Developing Middle Management

If your business is successful, you will eventually reach a point where you cannot make all of the decisions and supervise all of the people working for your company. It is at that point that you will need to delegate some of the responsibilities.

This month, we will look at determining whether and when to start this process, some steps to take to prepare your company for such a shift in management, and the impact that this plan will have on your recruiting and hiring.

Nearly everyone in the kitchen and bath remodeling business finds delegation necessary as their business develops, whether this involves turning over part of the work to subcontractors or letting someone else handle a portion of your activities, such as the accounting. In most cases, you, as the business owner, will be very involved in these activities, providing close supervision and direction for the business.

Most people who go into business for themselves are referred to as "control freaks." By this we mean that we all have the need to control the activities of our business, down to the smallest detail, and find it difficult to let things happen without our input. This phenomenon makes a transition to business with "middle management" a difficult one for most business founders.

If, however, you want your business to continue to grow once you reach the point where you are "max'd out," it will be necessary to begin the process of delegation. Most of us make it through the first stage of this process without too much difficulty, turning over some of the more mundane aspects of our business to others, while keeping a heavy involvement in supervising their work.

The next stage of delegation is much harder to handle. It requires that intermediate and less critical decisions be turned over to others, resulting in more of a "management by exception" technique.

While making this transition will not be easy, it is absolutely necessary if your business is to push through the limits of your own ability to handle details. Most businesses reach this point unexpectedly, and business owners often do not recognize that it has happened. If your business has seemingly "plateaued," this is most likely the result of the management structure that you are using to run your business. If you desire to push through this plateau, you must look at a different form of organization.

The middle ground
Assuming that you are comfortable with the process of continuing to grow your business and the change in management style that will be undertaken, let's look at some steps that will help you reach this type of business organization.

One of the realities that you will deal with as you delegate some of the responsibilities is that each individual has his or her own priorities. Most people have enough responsibilities outside of work, and they do not want significant ones added to their job description.'

An extension of this is that very few employees will view your business as you do, taking real ownership in the successes and failures that occur. You'll need to keep that in mind when setting your expectations of the people to whom you will be delegating responsibilities.

The first step in this transition to a company with a management team is to identify those people in your existing organization who are willing and capable of assuming more responsibility. You need to look for those individuals who can handle specific areas well, and who are willing to accept the responsibility for the outcome of their efforts.

Once you have identified those individuals in your organization who can step up to a management responsibility, you'll need to define those areas that will require the addition of a manager from outside the organization.
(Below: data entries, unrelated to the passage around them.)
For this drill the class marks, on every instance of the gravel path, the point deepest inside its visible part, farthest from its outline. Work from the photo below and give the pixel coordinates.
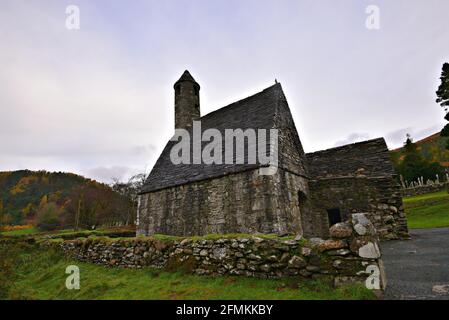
(418, 268)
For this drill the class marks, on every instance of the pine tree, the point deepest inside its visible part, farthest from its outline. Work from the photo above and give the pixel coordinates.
(443, 98)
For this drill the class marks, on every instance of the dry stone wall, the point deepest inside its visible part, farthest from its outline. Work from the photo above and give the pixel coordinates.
(416, 191)
(345, 257)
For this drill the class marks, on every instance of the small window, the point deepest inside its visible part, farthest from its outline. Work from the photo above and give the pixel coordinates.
(334, 216)
(301, 197)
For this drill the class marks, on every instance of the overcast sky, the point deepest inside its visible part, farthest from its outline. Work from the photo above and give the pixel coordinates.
(98, 101)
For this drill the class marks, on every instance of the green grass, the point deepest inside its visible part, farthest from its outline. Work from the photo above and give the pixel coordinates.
(39, 274)
(427, 211)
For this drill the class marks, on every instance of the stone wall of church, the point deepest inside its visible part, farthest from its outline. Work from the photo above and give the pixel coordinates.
(245, 202)
(380, 198)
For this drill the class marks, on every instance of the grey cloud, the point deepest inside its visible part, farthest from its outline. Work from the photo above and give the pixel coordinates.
(353, 137)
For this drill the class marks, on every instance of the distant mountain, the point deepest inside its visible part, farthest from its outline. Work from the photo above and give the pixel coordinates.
(24, 192)
(432, 148)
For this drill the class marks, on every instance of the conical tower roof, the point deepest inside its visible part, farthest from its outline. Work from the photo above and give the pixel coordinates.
(186, 76)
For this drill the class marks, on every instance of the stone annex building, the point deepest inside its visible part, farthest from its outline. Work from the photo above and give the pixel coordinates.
(307, 194)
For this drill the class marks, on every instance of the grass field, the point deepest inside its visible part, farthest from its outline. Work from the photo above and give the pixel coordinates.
(20, 232)
(29, 273)
(427, 211)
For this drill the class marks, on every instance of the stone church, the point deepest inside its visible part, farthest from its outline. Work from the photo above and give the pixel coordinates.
(306, 194)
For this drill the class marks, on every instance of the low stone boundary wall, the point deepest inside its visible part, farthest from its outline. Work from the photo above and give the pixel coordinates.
(416, 191)
(350, 255)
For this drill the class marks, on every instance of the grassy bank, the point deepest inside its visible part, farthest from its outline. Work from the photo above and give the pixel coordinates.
(427, 211)
(29, 272)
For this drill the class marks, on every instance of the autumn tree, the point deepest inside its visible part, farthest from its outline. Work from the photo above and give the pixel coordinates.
(48, 217)
(414, 166)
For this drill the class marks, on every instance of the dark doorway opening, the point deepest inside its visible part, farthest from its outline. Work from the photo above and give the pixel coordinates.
(334, 216)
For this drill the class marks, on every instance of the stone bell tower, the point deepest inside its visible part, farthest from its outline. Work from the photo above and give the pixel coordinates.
(187, 101)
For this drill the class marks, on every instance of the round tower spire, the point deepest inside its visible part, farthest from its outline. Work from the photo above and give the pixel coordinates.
(187, 101)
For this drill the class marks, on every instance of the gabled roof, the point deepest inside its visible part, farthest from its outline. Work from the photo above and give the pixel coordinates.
(256, 112)
(369, 158)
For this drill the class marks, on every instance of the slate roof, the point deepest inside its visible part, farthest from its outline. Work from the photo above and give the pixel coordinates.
(346, 161)
(256, 112)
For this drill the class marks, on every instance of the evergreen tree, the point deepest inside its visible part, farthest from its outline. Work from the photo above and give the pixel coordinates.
(443, 98)
(414, 166)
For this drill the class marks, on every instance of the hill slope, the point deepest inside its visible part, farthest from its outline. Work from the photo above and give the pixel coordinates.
(24, 192)
(432, 148)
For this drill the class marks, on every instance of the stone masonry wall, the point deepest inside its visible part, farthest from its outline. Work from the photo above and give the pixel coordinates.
(358, 177)
(344, 257)
(245, 202)
(416, 191)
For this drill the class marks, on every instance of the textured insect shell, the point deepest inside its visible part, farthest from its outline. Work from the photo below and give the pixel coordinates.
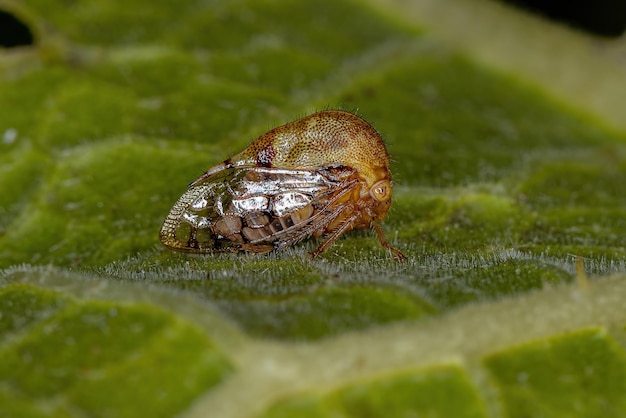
(325, 138)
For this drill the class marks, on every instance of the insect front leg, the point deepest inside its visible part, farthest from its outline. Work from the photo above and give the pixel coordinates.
(342, 229)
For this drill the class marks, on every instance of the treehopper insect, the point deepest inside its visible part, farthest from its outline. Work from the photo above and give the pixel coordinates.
(321, 176)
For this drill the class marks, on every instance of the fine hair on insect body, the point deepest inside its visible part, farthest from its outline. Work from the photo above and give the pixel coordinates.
(321, 176)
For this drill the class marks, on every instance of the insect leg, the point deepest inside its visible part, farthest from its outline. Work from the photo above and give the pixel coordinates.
(383, 242)
(342, 229)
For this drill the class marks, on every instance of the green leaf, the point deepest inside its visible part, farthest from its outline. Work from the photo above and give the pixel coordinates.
(509, 170)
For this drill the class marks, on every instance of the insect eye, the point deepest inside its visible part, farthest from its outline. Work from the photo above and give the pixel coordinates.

Usually your management will be divided along functional lines: i.e. sales, production and accounting. Whether you move people up from within or bring in new people for these positions, you need to be certain that you put individuals in place who are capable and really want to have the responsibility of managing their assigned areas.

As you continue with this process, be prepared to see your own role change from that of managing at the micro, or detail, level to coordinating and coaching your team of managers, who are now dealing with their own section of your business. This transition for you, and for those people who have been with you for a while, is probably the most difficult part of the whole process. After years of attempting to control every detail of what your business does, it is often difficult to step back and let someone else take over these things. It's even more difficult to let these individuals make mistakes and learn from them.

Again, your role needs to evolve into that of a coach. You need to look ahead and develop strategies for dealing with the things your business will be encountering due to changes in the business climate, economy and technology. In addition, you need to direct your management team so that their efforts are coordinated and mesh together without unnecessary overlap.

Building a team
Once you begin the process of developing an organization with a management team, the process of adding to the organization will need to change. Up until now, you have probably made every hiring decision in your company's history. While you will not necessarily step out of the process, it's important to let your managers assemble their own departmental teams.

You will also find it even more important to develop, and maintain, a written employee policy in order to have a consistent application of policies and procedures for all employees in all departments. There are few aspects of a business that will dampen employee morale and discourage cooperation as quickly as a feeling that such policies are not being administered in an even-handed manner.

Keeping your entire team, not just your management, on board with the company's mission and vision will also be a challenge. As the owner, team leader and coach, it is your role to provide this element. Care must be taken to not go overboard in separating yourself from the people or, for that matter, from your clients. Make sure you structure your role to include a reasonable level of contact with both of these critical groups.